Turn off your brain and enjoy the latest live-action show on DC Universe

doom patrol
DC Entertainment

Had a rough week? The cheerfully silly, R-rated weirdness of “Doom Patrol” might be just what you need. The DC Universe show is a little bit “X-Men,” a little bit 1950s monster movie, and a lot of lesson-free fun. We talk about it in the latest Low Key podcast, which you can listen on Apple or right here:

On every episode of “Low Key,” Keith Dennie, Aaron Lanton and I talk about pop culture moments we think others have missed. We think “Doom Patrol” is probably not getting as many think pieces as it deserves because there’s so little to think about — it’s just fun.

“Doom Patrol” follows Brendan Fraser as a lumbering robot man named, uh, “Robot Man,” who joins a grimly goofy team of super zeroes who live together in Doom Manor under the guardianship of their “Chief,” played by Timothy Dalton. The cast includes Diane Guerrero as Crazy Jane, April Bowlby as Elasti-Girl, Matt Bomer as Negative Man, Joivan Wade as Cybord, and Alan Tudyk as their arch-nemesis, Mr. Nobody.

“Doom Patrol” has drawn many “X-Men” comparisons because Chief, like Professor X, uses a wheelchair, lives in a secluded mountain and leads a team of outcasts. But the first “Doom Patrol” comic actually beat the first issue of “X-Men” by three months, back in 1963.

And while “X-Men” comics provide allegories about discrimination and bigotry, “Doom Patrol” showrunner Jeremy Carver seems content, so far, to just entertain. “Doom Patrol” won’t force you to consider whether Professor X and Magneto are supposed to represent the Rev. Martin Luther King, Jr. and Malcolm X, or the morality of stripping mutants of their powers.

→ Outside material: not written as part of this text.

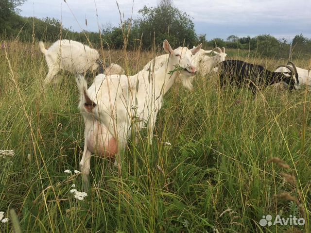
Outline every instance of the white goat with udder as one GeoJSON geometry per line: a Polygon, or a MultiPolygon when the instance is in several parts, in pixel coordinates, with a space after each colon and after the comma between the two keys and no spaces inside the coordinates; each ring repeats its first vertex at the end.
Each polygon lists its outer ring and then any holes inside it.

Nope. You’ll just laugh, wince, and watch a puff of green smoke emerge from a donkey’s butt, one of several butts you’ll see in the first couple episodes.

We also talk this episode how the new “X-Men: Dark Phoenix” trailer and how confusing the “X-Men” continuity is getting. Do we like “Doom Patrol” more than “X-Men”? Let’s not be ridiculous. But at least they aren’t planning some rehashed Dark Elasti-Girl storyline. (We don’t think.)